Legado de Mahsa Amini perdura no Irão três anos depois da sua morte
- 15/09/2025
A morte da jovem curda de 22 anos, durante uma visita a Teerão, a 16 de setembro de 2022 - ao fim de três dias em coma no hospital, para onde foi transportada após ser detida e espancada sob custódia policial porque o seu 'hijab' não estava suficientemente ajustado e deixou à mostra uma madeixa de cabelo - desencadeou protestos populares com forte tom feminista, com jovens iranianos a clamar pelo fim da República Islâmica, repetindo palavras de ordem como "Mulher, vida, liberdade!".

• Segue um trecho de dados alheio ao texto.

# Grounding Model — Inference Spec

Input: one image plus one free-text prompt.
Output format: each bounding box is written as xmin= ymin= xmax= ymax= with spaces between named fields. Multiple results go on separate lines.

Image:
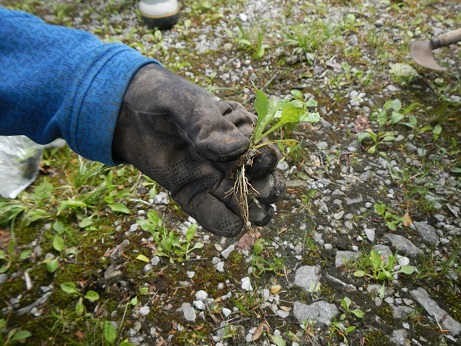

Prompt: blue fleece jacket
xmin=0 ymin=8 xmax=159 ymax=165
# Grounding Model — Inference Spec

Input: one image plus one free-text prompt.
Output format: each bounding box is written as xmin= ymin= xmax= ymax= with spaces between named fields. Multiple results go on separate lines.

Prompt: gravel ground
xmin=1 ymin=0 xmax=461 ymax=345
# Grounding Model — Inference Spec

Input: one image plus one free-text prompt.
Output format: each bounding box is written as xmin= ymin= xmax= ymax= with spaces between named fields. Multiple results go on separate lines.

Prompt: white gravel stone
xmin=222 ymin=308 xmax=232 ymax=318
xmin=139 ymin=306 xmax=150 ymax=316
xmin=195 ymin=290 xmax=208 ymax=301
xmin=193 ymin=300 xmax=206 ymax=310
xmin=241 ymin=277 xmax=253 ymax=291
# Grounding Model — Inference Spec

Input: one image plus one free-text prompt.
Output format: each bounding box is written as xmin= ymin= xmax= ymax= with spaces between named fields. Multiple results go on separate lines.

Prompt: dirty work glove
xmin=113 ymin=64 xmax=284 ymax=237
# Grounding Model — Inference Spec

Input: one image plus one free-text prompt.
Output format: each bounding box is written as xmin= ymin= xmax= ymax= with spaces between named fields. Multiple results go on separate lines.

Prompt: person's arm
xmin=0 ymin=7 xmax=158 ymax=165
xmin=0 ymin=8 xmax=284 ymax=237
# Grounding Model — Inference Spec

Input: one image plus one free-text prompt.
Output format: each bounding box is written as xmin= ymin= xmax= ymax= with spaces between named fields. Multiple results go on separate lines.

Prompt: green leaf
xmin=131 ymin=296 xmax=138 ymax=306
xmin=53 ymin=235 xmax=65 ymax=253
xmin=0 ymin=250 xmax=5 ymax=260
xmin=185 ymin=223 xmax=197 ymax=243
xmin=357 ymin=131 xmax=376 ymax=143
xmin=120 ymin=341 xmax=137 ymax=346
xmin=290 ymin=89 xmax=303 ymax=100
xmin=378 ymin=284 xmax=386 ymax=299
xmin=253 ymin=240 xmax=264 ymax=256
xmin=84 ymin=290 xmax=100 ymax=302
xmin=374 ymin=203 xmax=386 ymax=216
xmin=399 ymin=265 xmax=415 ymax=275
xmin=139 ymin=287 xmax=149 ymax=295
xmin=46 ymin=258 xmax=60 ymax=273
xmin=382 ymin=135 xmax=396 ymax=142
xmin=59 ymin=199 xmax=86 ymax=211
xmin=75 ymin=297 xmax=85 ymax=316
xmin=78 ymin=218 xmax=94 ymax=228
xmin=136 ymin=254 xmax=150 ymax=263
xmin=341 ymin=297 xmax=351 ymax=310
xmin=345 ymin=325 xmax=356 ymax=333
xmin=0 ymin=265 xmax=8 ymax=274
xmin=269 ymin=334 xmax=286 ymax=346
xmin=450 ymin=167 xmax=461 ymax=174
xmin=390 ymin=111 xmax=404 ymax=124
xmin=353 ymin=270 xmax=366 ymax=277
xmin=280 ymin=102 xmax=303 ymax=124
xmin=301 ymin=112 xmax=320 ymax=123
xmin=53 ymin=220 xmax=65 ymax=233
xmin=109 ymin=203 xmax=130 ymax=214
xmin=402 ymin=115 xmax=417 ymax=129
xmin=390 ymin=99 xmax=402 ymax=112
xmin=103 ymin=321 xmax=117 ymax=343
xmin=60 ymin=282 xmax=78 ymax=294
xmin=254 ymin=88 xmax=269 ymax=120
xmin=351 ymin=309 xmax=365 ymax=318
xmin=11 ymin=330 xmax=31 ymax=341
xmin=191 ymin=242 xmax=204 ymax=251
xmin=376 ymin=111 xmax=388 ymax=127
xmin=19 ymin=249 xmax=33 ymax=260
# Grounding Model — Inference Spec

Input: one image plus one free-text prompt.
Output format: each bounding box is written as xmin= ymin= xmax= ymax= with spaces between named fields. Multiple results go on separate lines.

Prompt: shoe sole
xmin=141 ymin=10 xmax=179 ymax=29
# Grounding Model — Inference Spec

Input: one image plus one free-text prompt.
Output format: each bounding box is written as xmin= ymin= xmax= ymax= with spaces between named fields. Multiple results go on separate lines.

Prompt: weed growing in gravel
xmin=0 ymin=318 xmax=31 ymax=345
xmin=358 ymin=99 xmax=419 ymax=154
xmin=231 ymin=89 xmax=320 ymax=229
xmin=0 ymin=232 xmax=32 ymax=274
xmin=354 ymin=249 xmax=415 ymax=298
xmin=235 ymin=23 xmax=269 ymax=60
xmin=136 ymin=209 xmax=203 ymax=262
xmin=373 ymin=202 xmax=404 ymax=231
xmin=250 ymin=238 xmax=286 ymax=278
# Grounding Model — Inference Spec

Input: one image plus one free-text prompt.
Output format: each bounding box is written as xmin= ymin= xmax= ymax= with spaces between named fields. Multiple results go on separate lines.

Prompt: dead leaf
xmin=402 ymin=212 xmax=412 ymax=227
xmin=252 ymin=322 xmax=270 ymax=341
xmin=235 ymin=230 xmax=261 ymax=251
xmin=354 ymin=115 xmax=370 ymax=133
xmin=270 ymin=285 xmax=281 ymax=295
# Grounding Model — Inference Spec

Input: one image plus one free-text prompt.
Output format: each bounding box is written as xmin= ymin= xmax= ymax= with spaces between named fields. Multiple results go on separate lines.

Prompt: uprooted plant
xmin=230 ymin=88 xmax=320 ymax=230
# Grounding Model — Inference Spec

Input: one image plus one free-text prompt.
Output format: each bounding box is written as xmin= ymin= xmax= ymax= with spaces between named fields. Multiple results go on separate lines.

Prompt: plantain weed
xmin=231 ymin=88 xmax=320 ymax=230
xmin=354 ymin=249 xmax=415 ymax=298
xmin=136 ymin=210 xmax=203 ymax=262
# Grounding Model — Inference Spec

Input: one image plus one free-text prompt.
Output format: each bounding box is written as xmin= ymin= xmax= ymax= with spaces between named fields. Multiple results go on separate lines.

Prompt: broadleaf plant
xmin=232 ymin=88 xmax=320 ymax=231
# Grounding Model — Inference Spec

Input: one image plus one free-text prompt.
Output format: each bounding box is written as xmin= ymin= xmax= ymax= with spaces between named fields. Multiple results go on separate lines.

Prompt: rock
xmin=347 ymin=140 xmax=361 ymax=152
xmin=193 ymin=300 xmax=206 ymax=310
xmin=383 ymin=234 xmax=423 ymax=256
xmin=410 ymin=287 xmax=461 ymax=335
xmin=345 ymin=194 xmax=363 ymax=205
xmin=293 ymin=301 xmax=339 ymax=326
xmin=335 ymin=251 xmax=360 ymax=268
xmin=0 ymin=273 xmax=8 ymax=285
xmin=177 ymin=303 xmax=196 ymax=322
xmin=276 ymin=309 xmax=290 ymax=318
xmin=412 ymin=221 xmax=440 ymax=245
xmin=16 ymin=292 xmax=52 ymax=316
xmin=222 ymin=308 xmax=231 ymax=318
xmin=151 ymin=256 xmax=160 ymax=266
xmin=139 ymin=306 xmax=150 ymax=316
xmin=293 ymin=265 xmax=321 ymax=291
xmin=104 ymin=265 xmax=123 ymax=280
xmin=221 ymin=244 xmax=234 ymax=259
xmin=390 ymin=329 xmax=408 ymax=345
xmin=195 ymin=290 xmax=208 ymax=301
xmin=364 ymin=228 xmax=376 ymax=242
xmin=241 ymin=277 xmax=253 ymax=292
xmin=392 ymin=305 xmax=414 ymax=319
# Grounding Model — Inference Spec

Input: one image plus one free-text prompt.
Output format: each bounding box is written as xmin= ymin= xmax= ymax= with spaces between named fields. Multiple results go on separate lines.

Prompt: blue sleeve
xmin=0 ymin=7 xmax=160 ymax=165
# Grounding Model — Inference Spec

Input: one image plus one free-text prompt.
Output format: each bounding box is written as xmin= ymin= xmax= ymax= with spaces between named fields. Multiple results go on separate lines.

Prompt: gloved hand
xmin=113 ymin=64 xmax=285 ymax=237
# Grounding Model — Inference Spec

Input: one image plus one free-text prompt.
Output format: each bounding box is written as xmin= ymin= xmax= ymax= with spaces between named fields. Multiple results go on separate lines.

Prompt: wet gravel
xmin=1 ymin=0 xmax=461 ymax=345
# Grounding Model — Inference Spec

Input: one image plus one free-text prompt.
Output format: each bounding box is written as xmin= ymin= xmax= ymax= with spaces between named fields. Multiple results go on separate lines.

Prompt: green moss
xmin=363 ymin=330 xmax=390 ymax=345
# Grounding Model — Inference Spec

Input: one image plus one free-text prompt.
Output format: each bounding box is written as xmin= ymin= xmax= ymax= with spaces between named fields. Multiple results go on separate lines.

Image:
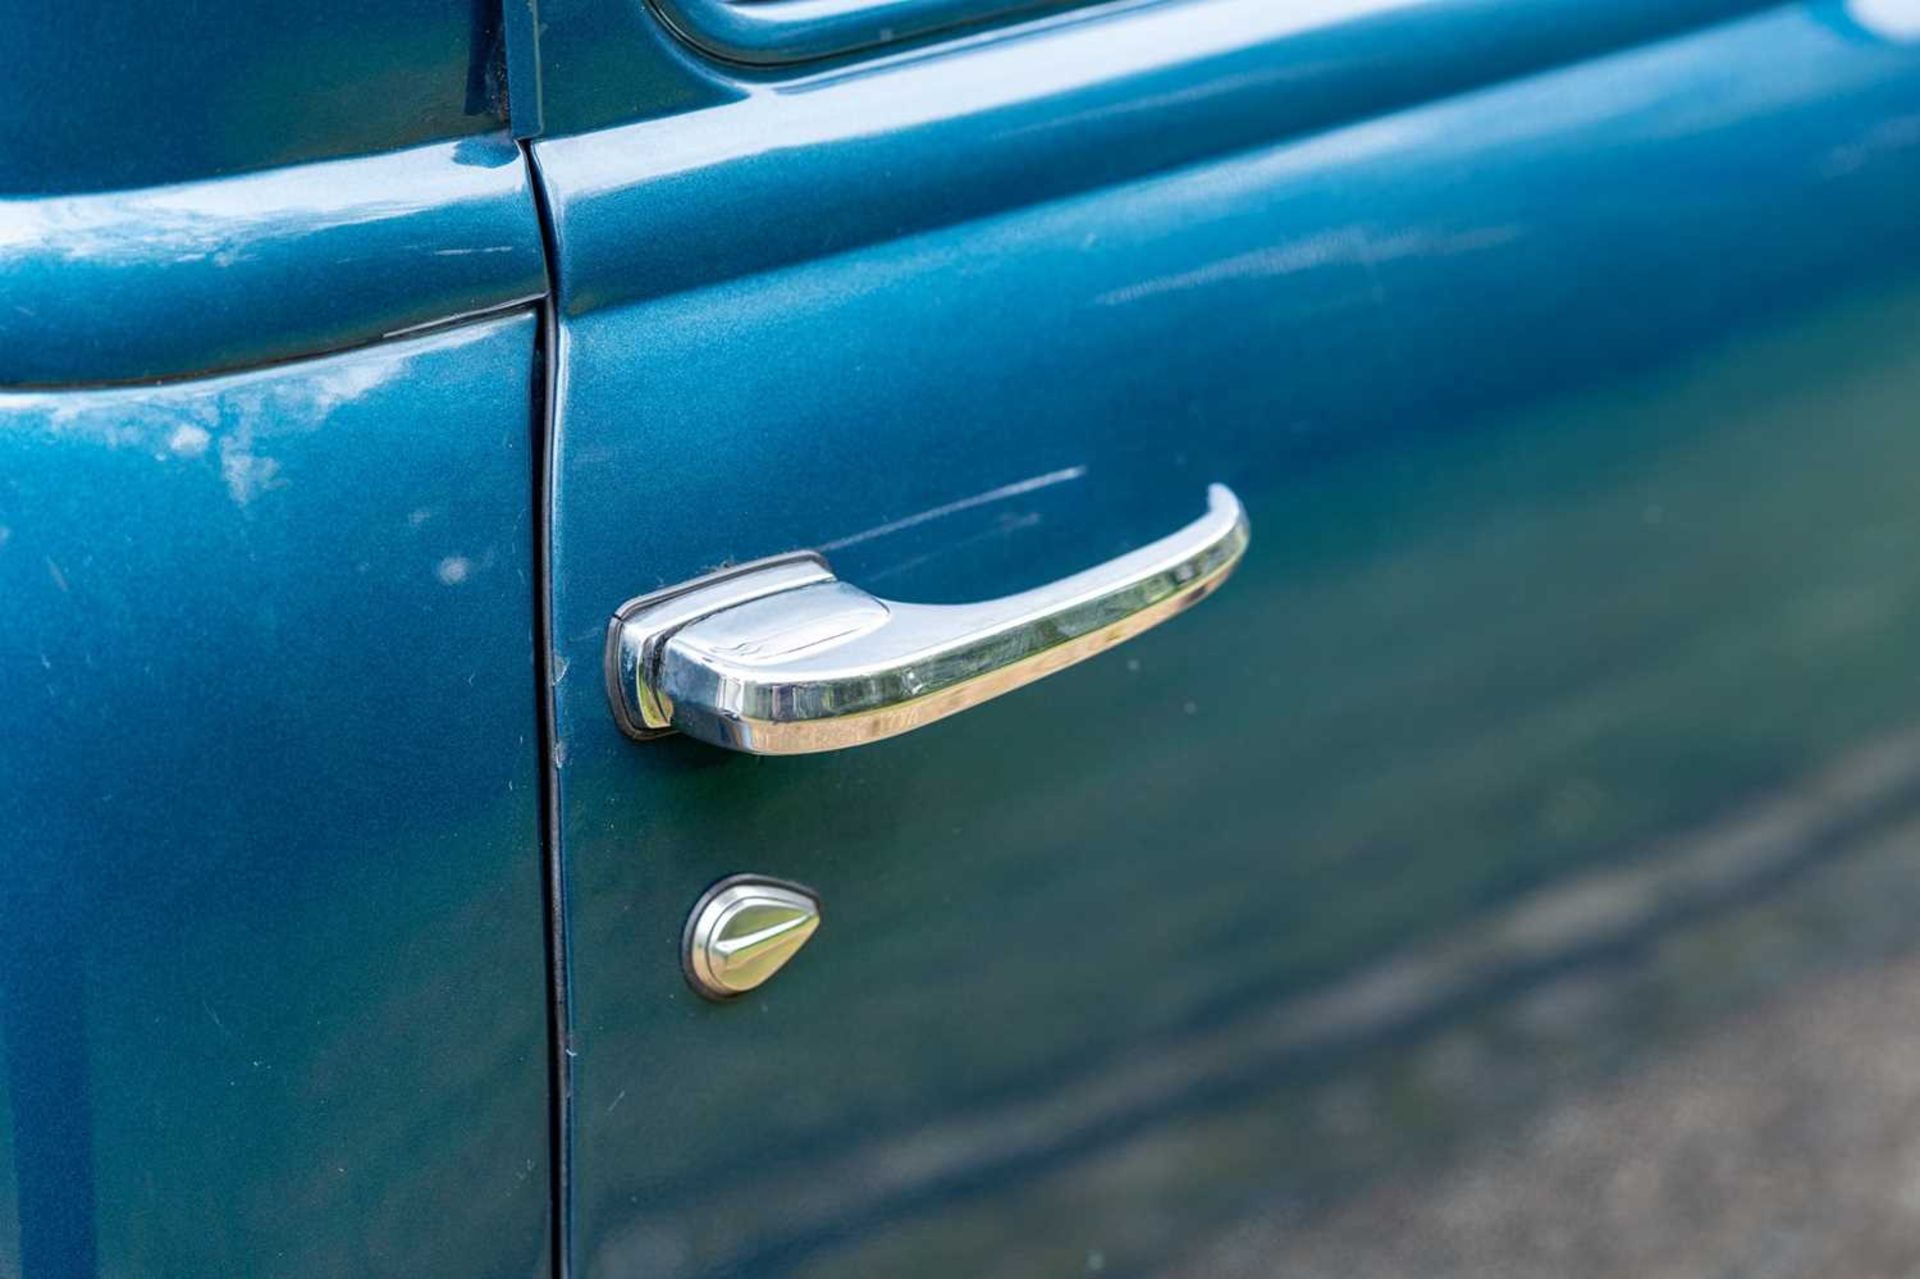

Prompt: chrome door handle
xmin=606 ymin=484 xmax=1250 ymax=755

Os protestos foram esmagados pela repressão estatal, que fez 500 mortos e 22 mil detidos, mas o seu espírito persiste até hoje numa espécie de desobediência civil, contra a qual o Governo teocrático parece ter atirado a toalha ao chão, por enquanto.
Muitas mulheres iranianas deixaram de usar o véu islâmico após os protestos, apesar da repressão que incluiu detenções, chicotadas e apreensão de veículos.

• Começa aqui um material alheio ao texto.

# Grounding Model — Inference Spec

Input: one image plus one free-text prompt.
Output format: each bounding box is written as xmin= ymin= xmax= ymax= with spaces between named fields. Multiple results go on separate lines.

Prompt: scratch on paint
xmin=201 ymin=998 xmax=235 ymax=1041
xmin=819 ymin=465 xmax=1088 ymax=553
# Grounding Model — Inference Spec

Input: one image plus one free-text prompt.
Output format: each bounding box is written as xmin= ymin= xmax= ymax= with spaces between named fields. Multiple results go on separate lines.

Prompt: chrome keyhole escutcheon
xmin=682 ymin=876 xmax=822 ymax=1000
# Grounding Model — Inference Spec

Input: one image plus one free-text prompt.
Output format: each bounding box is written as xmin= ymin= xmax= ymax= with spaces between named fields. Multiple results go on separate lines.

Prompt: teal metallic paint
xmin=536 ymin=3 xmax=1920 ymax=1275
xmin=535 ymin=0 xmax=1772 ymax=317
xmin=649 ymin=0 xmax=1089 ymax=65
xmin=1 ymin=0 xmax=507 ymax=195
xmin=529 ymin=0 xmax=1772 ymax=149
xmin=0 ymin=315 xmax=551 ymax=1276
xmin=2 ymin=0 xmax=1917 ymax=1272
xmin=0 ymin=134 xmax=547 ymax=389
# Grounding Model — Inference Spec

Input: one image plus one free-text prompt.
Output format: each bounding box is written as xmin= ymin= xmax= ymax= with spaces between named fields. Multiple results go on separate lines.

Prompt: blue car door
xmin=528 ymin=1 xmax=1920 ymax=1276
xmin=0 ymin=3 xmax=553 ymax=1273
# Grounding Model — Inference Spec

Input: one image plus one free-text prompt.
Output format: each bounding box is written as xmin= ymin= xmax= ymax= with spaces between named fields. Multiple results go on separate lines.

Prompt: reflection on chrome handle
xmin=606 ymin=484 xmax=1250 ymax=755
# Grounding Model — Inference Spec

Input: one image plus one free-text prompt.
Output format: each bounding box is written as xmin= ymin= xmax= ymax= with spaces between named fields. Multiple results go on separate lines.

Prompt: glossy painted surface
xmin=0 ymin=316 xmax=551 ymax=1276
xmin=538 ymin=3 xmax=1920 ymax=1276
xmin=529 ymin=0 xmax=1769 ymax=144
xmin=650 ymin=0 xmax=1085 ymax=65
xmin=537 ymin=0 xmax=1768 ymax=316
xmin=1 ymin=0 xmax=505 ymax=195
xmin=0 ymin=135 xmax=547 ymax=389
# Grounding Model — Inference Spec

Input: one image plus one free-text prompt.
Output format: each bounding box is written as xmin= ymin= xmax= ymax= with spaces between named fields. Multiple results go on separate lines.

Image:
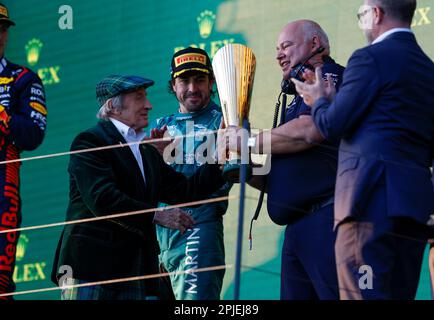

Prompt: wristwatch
xmin=248 ymin=136 xmax=257 ymax=148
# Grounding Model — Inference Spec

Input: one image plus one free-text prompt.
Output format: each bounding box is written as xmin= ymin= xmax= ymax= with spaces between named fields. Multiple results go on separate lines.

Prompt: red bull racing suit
xmin=0 ymin=57 xmax=47 ymax=299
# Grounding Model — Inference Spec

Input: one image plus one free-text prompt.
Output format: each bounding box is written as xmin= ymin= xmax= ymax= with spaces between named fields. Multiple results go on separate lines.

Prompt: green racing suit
xmin=149 ymin=101 xmax=231 ymax=300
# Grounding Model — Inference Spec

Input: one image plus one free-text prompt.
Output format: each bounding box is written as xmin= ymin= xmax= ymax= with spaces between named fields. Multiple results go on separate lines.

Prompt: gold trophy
xmin=212 ymin=43 xmax=256 ymax=182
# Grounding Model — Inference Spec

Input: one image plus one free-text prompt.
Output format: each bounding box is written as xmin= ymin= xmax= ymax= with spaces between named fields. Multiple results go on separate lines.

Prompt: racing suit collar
xmin=175 ymin=100 xmax=218 ymax=121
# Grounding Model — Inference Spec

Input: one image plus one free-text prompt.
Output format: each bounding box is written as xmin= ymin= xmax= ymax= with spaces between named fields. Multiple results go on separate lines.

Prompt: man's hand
xmin=227 ymin=126 xmax=244 ymax=153
xmin=149 ymin=125 xmax=167 ymax=139
xmin=303 ymin=68 xmax=337 ymax=101
xmin=154 ymin=208 xmax=195 ymax=234
xmin=146 ymin=125 xmax=173 ymax=155
xmin=291 ymin=67 xmax=336 ymax=106
xmin=217 ymin=126 xmax=243 ymax=163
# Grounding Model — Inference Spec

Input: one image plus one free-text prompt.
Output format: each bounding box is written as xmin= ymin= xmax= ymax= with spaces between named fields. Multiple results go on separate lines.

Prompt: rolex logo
xmin=25 ymin=39 xmax=43 ymax=66
xmin=25 ymin=38 xmax=61 ymax=86
xmin=16 ymin=234 xmax=29 ymax=262
xmin=197 ymin=10 xmax=216 ymax=39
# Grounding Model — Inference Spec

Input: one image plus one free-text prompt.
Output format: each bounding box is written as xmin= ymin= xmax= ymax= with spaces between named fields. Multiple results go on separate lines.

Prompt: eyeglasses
xmin=357 ymin=7 xmax=374 ymax=21
xmin=356 ymin=6 xmax=384 ymax=21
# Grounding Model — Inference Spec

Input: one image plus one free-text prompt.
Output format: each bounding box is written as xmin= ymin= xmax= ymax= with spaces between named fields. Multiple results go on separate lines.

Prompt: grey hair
xmin=301 ymin=21 xmax=331 ymax=54
xmin=96 ymin=95 xmax=123 ymax=119
xmin=371 ymin=0 xmax=416 ymax=24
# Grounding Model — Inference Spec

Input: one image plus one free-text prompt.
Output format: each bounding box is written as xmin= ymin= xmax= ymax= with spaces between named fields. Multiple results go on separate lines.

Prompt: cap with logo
xmin=96 ymin=75 xmax=154 ymax=107
xmin=171 ymin=47 xmax=213 ymax=79
xmin=0 ymin=3 xmax=15 ymax=27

A repressão não conseguiu, contudo, atingir os seus objetivos e verificou-se um certo alívio da pressão.
"O facto de as patrulhas da polícia da moralidade terem desaparecido das ruas e de as medidas contra quem não usa véu terem sido atenuadas é uma conquista absoluta da resistência feminina, e devemos isso em grande parte a Mahsa Amini", declarou Niloofar, arquiteta de 27 anos, citada pela agência noticiosa espanhola, EFE.

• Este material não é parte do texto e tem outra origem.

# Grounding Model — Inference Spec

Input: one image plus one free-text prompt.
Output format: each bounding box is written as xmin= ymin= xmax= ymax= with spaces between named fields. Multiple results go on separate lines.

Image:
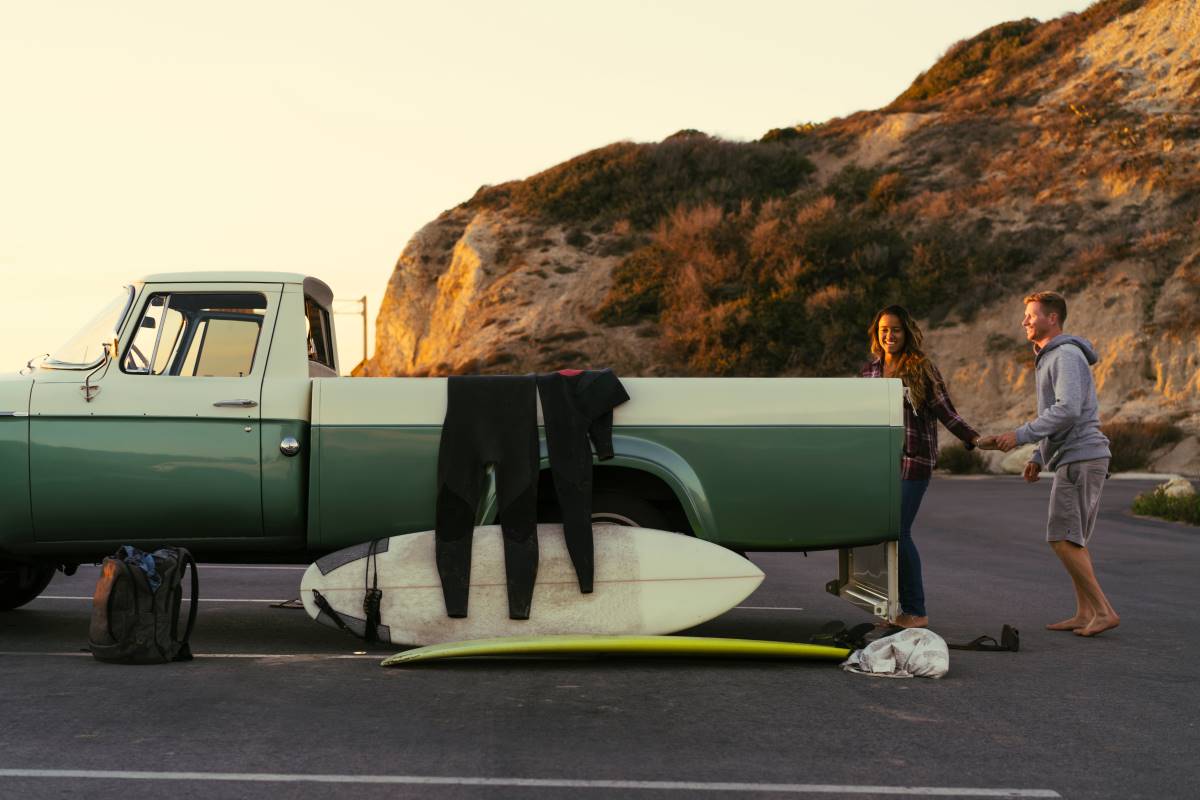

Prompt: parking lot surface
xmin=1 ymin=476 xmax=1196 ymax=799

"Mahsa mudou a história do Irão", assegurou esta habitante de Teerão, que não usa véu.
A jovem considera que "a atmosfera se descontraiu" e sente agora "um pouco mais de espaço", embora "não a liberdade total" para as mulheres no país persa.
Esse "espaço" deve-se, em parte, ao governo do presidente reformista, Massoud Pezeshkian, que suspendeu em dezembro uma lei que impunha penas mais pesadas para quem não usasse o véu islâmico e, um mês depois, anunciou que não seriam tomadas quaisquer medidas contra as mulheres que não cobrissem o cabelo, no meio de críticas dos setores conservadores.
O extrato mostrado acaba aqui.